My Gran was a story teller. She often told me stories of when she was a child, and the stories from the ‘olden days’ that were passed down to her. She would tell me our family were pioneers who came across the country in a covered wagon, facing tough times to establish a homestead in Mogollon New Mexico Territory, which eventually became Mogollon, Arizona after statehood in 1912. Fun Fact: My great great grandmother was the first school teacher in Arizona in a one room school house in Mogollon.

The stories I remember most are the ones of survival and peril the family faced crossing the country, and the oral tradition of story telling around the campfire once the wagons were circled for safety. She used to tell me these stories, much for the same reason they were told back then, to keep my mind from my worries and provide distraction in times of uncertainty. As a child, I was a worrier and her stories kept my worry at bay as I imagine the stories the elders told to the ‘younguns’ on the wagon train, eased their minds at the end of a long day. When my Gran would catch me worrying, she would tell me, ‘Easy does it’, and start the story telling. That was her way helping me to circle the wagons.

Over the last few weeks, I’ve had a few conversations with a few people, that at the time were head scratchers, but now upon reflection were probably a response to me circling my emotional wagons. One person, who hasn’t known me long, but who ‘gets’ me texted me just to check in. Another person approached me and asked if I was upset with them for something. In most senses I am ‘fine’, and not upset with a person in particular, but I am probably not my usual exuberant self. With alot on my mind and a little bit of worry occupying my thoughts, I have closed my self off a little, maybe to reduce stressful stimulus. My wagons are circled as I try to stay centered, focused on the here and now, and being more cautious with my mental health.

As I have been out running, I have also been thinking, reflecting, pondering and dwelling. I have been trying not to borrow trouble and be a worrywart over things I can’t control. From early on in my life, and maybe this was my Gran’s AA ideology coming out, but she always told me that I can’t control others, (or situations) but I can control my response.

We are living in a world of so much uncertainty right now. Unprecedented times they say. Indeed, there is so much that is outside my realm of control, but that impacts me and my life, and as part of my response, I have circled my wagons; I have spent less time on social media, with friends, and socializing (well…duh social distancing and all). My screentime report has been down every week for the last three weeks. I have spent my time working, reading, listening to NPR and exercising.
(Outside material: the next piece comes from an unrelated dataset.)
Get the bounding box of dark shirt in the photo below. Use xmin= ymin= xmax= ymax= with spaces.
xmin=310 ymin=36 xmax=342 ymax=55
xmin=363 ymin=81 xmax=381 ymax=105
I also have not been sleeping, which is not unusual for me…ask my husband, he will facetiously tell you I haven’t slept since 1985.

In these crazy times we live in, maybe we all need to circle our wagons, make self care a priority, and worry less and enjoy more. For my fellow educators, we have so much uncertainty in our futures: Will we have a job when the end of the month rolls around? What will next school year look like? How can we do the same job with fewer human and other resources? How is this impacting this generation of students? How do we address the mental health tolls this is taking on our students? Families? Community?

We don’t have answers to these questions, and our locus of control doesn’t even begin to be such that we can….Above our pay grade? But is these crazy days, Circle your wagons, practice good self care, stay centered on what matters, and find happiness in the small things…

If ever there was a time for one of Gran’s stories…now would be it.

1 Comment on Circling my Emotional Wagons

  1. Radi Ann Porter says:

    It could be a one room school house and getting paid in eggs and venison. Ella would be proud.